Si è trattata della prima di tre uscite in programma nelle prossime settimane, frutto di una convenzione con il Comune di Venezia, che si pone l’obiettivo di rimuovere soprattutto pneumatici finiti in acqua dopo essere stati utilizzati come parabordi delle imbarcazioni o rifiuti ingombranti depositati sui fondali. Un’azione in linea con l’attenzione che l’amministrazione sta promuovendo in tema di rifiuti, cominciata con l’introduzione di un nuovo sistema di raccolta che ha portato all’espansione del porta-a-porta in tutta la città antica. Grazie a questo impegno, per il secondo anno Venezia è risultata come prima città metropolitana d’Italia per raccolta differenziata.

 

 

“Questa sperimentazione sta dando subito importanti risultati – ha commentato il consigliere delegato alla Tutela delle tradizioni, Giovanni Giusto, che ha assistito ai lavori – Con il sindaco Brugnaro abbiamo accolto subito la proposta dell’associazione, un esempio di sussidiarietà che coinvolge il pubblico e il privato a beneficio della cittadinanza. Stiamo raccogliendo numerosi pneumatici, ma anche bottiglie, antenne, transenne, scarti di qualsiasi tipo gettati dove l’occhio non vede, persino un bidet.

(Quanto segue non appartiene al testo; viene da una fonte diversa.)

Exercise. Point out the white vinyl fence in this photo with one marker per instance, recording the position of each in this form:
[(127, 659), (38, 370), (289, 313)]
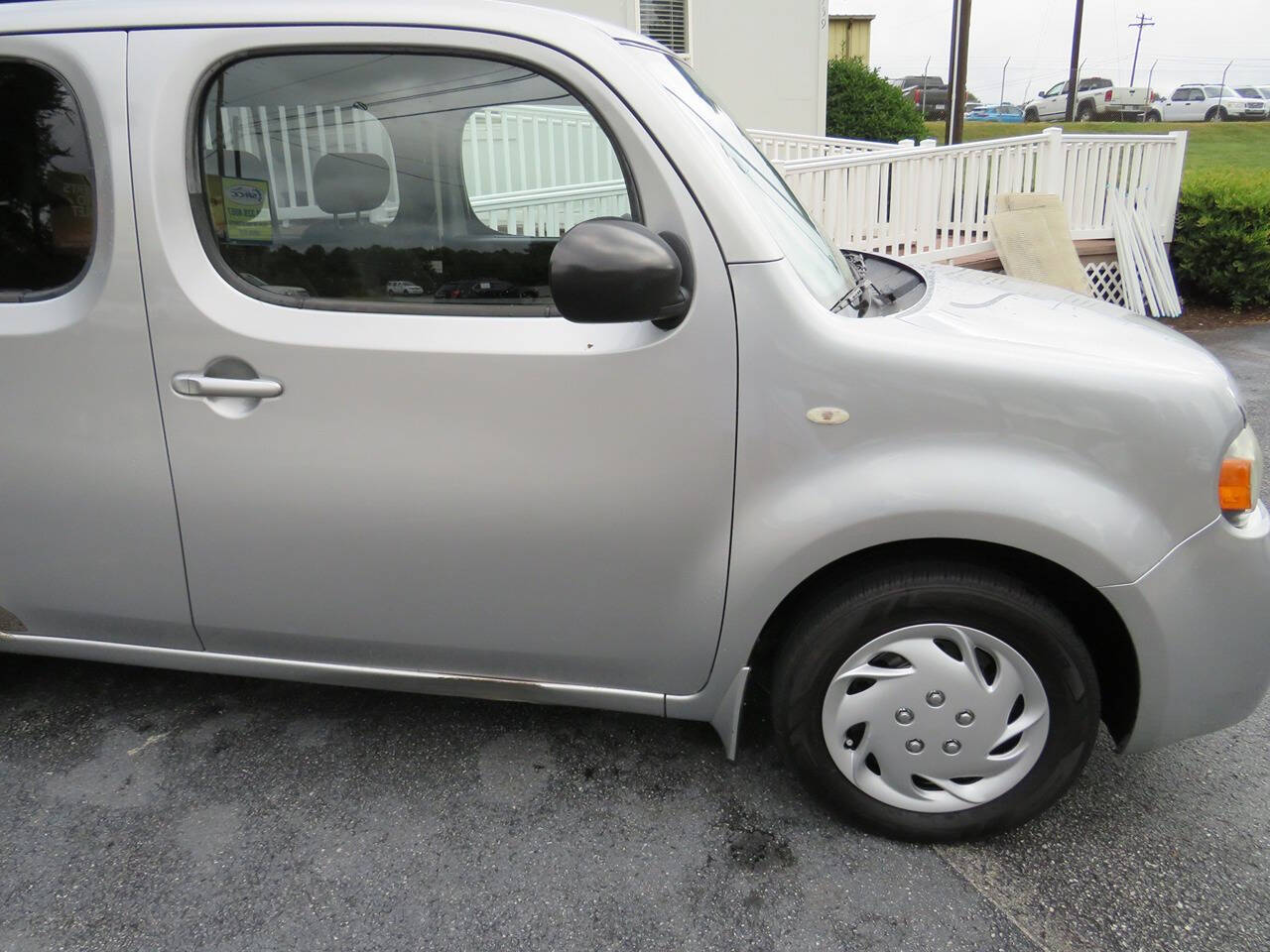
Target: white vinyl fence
[(933, 202), (788, 146), (540, 169), (290, 141)]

In particolare ci sono molti cavalletti delle passerelle dell’acqua alta, gettati da vandali che danneggiano realmente la mobilità dei cittadini. Un’operazione chirurgica che, grazie all’apporto di questi abili sub, continuerà nel tempo. L’amministrazione darà loro il sostegno necessario, anche perché – ha concluso il consigliere delegato – i gondolieri stanno lanciando un segnale molto forte di vicinanza ai problemi della comunità. Un ringraziamento va anche a Veritas, che ha messo a disposizione una barca per la raccolta di rifiuti ingombranti e al servizio di noleggio imbarcazioni Brussa, che ha fornito un mezzo nautico per i sommozzatori”.

 

La convenzione non prevede alcuna spesa per l’amministrazione comunale, che ha accolto subito la proposta dell’Associazione gondolieri presentata nei giorni scorsi, organizzando la situazione ideale per la raccolta dai fondali lagunari: “Vogliamo ringraziare il sindaco di Venezia Luigi Brugnaro che, con il Comune, ci ha dato immediatamente supporto – dichiara Daniele D’Este, vicepresidente dell’associazione – L’idea funziona e sarebbe importante svilupparla anche in futuro”.

 

La stima dei rifiuti raccolti è di oltre 600 chili.